The Use of Variable Fidelity Models in the Optimization Problems for Aircraft Engines Parameters and Control Laws

Abstract

The typical situation when solving a problem of an aircraft engine optimization is that a researcher has several tools for effectiveness indices analysis, distinguished according to the levels of complexity and accuracy. The high-fidelity tools can be the detailed nonlinear mathematical models or even the experimental samples of the engine or its components. However the implementation of optimization researches using such a tools is associated with the significant time expenditures. The low-fidelity models also allow us to carry out optimization search, but the validity of the obtained results can be rather low. Therefore the methods based on a combination of various levels of the analysis tools are going to be used in the field of optimization of the aircraft engines parameters and control laws.

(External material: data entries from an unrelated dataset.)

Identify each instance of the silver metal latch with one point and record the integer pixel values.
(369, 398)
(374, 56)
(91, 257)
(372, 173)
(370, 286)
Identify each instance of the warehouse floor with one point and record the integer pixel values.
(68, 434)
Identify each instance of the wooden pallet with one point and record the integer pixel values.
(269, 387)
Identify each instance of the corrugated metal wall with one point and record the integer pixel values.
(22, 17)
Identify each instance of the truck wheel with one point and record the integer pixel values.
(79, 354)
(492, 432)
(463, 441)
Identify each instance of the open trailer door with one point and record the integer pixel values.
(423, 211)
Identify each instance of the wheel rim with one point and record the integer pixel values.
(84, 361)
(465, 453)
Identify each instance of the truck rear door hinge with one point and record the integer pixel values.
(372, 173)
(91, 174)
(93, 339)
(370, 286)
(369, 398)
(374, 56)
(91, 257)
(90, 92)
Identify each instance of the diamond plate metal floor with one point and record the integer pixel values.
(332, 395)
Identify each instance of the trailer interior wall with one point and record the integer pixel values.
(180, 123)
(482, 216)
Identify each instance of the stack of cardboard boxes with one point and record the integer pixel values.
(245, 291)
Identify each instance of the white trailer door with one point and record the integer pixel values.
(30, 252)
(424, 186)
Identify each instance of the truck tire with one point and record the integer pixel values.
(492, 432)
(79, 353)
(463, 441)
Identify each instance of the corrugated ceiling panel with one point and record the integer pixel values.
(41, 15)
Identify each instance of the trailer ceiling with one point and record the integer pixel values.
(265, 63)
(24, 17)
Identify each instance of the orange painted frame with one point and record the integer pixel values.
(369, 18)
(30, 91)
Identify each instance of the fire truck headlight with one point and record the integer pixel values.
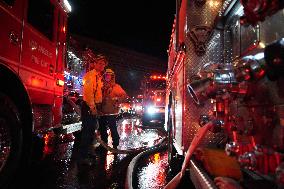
(138, 107)
(151, 110)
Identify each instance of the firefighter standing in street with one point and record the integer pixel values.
(113, 95)
(92, 98)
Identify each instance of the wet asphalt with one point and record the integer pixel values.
(58, 168)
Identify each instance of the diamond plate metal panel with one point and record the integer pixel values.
(204, 15)
(272, 28)
(42, 117)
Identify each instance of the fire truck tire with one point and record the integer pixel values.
(11, 140)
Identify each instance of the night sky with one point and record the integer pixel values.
(141, 25)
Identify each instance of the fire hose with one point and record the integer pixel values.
(121, 151)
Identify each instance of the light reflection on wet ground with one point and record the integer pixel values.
(59, 168)
(152, 171)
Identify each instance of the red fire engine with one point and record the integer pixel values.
(153, 103)
(32, 62)
(225, 92)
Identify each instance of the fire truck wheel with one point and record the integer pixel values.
(10, 139)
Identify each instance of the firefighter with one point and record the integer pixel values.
(113, 95)
(92, 98)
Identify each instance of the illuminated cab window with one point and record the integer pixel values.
(41, 16)
(9, 2)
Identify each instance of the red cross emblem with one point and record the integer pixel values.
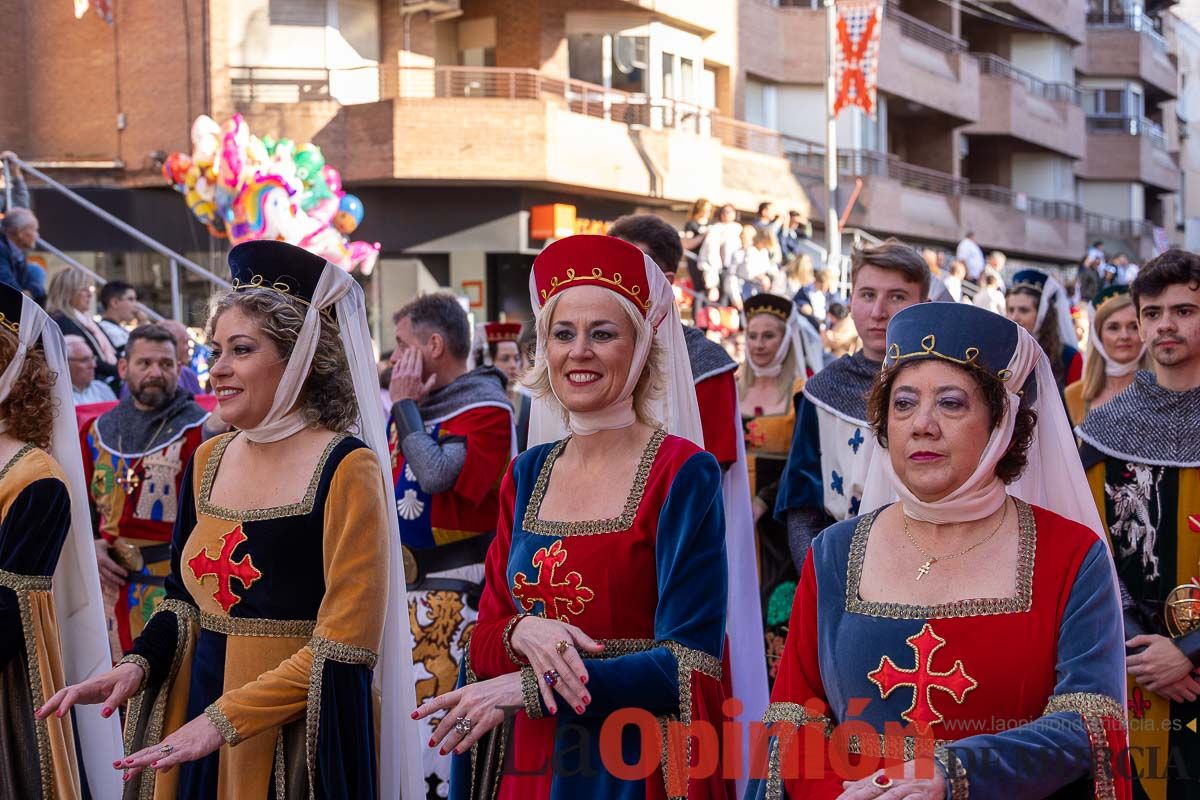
(922, 678)
(1138, 704)
(562, 599)
(226, 569)
(852, 76)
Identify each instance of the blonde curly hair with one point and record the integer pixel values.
(327, 398)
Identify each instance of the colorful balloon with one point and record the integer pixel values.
(245, 187)
(349, 214)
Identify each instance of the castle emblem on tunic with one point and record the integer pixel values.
(562, 595)
(159, 500)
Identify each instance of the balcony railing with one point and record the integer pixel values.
(924, 32)
(1060, 92)
(1134, 19)
(1102, 223)
(1129, 126)
(581, 97)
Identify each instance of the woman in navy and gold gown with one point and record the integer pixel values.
(255, 675)
(963, 639)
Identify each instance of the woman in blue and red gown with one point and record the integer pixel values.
(965, 638)
(606, 583)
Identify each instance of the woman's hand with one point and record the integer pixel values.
(112, 689)
(540, 642)
(905, 786)
(191, 743)
(481, 703)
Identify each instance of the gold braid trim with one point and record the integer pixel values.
(531, 693)
(1095, 709)
(185, 619)
(133, 659)
(283, 629)
(41, 729)
(508, 639)
(688, 661)
(24, 582)
(325, 650)
(221, 722)
(955, 774)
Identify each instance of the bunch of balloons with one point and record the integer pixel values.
(243, 187)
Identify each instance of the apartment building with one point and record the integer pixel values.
(474, 130)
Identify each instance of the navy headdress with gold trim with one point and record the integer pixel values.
(957, 332)
(10, 308)
(279, 266)
(768, 304)
(1033, 280)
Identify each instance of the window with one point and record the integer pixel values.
(630, 61)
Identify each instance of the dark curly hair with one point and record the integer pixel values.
(327, 398)
(30, 404)
(1012, 463)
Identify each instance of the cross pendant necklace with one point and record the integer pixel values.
(924, 569)
(930, 559)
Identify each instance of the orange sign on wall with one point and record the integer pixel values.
(553, 221)
(559, 220)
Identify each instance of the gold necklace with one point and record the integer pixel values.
(930, 559)
(131, 480)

The given paper introduces the multicriteria optimization procedure for aircraft power plants and their components. The procedure is based upon the adaptive use of different levels analysis tools. The proposed approach is intended to minimize the complicated analysis tools application. It uses the method of indirect optimization on the base of self-organization, which permits to find numerically the Pareto-optimal set of solutions, uniformly distributed in the criteria space. The effectiveness of the proposed optimization procedure is demonstrated by two examples. The first one is a problem to find the optimal control laws for the power plant of short take-off and vertical landing aircraft for its take-off (50 variables, 2 criteria). The second one is the problem of multistage axial compressor optimization aimed at its efficiency maximization (42 variables, 2 criteria).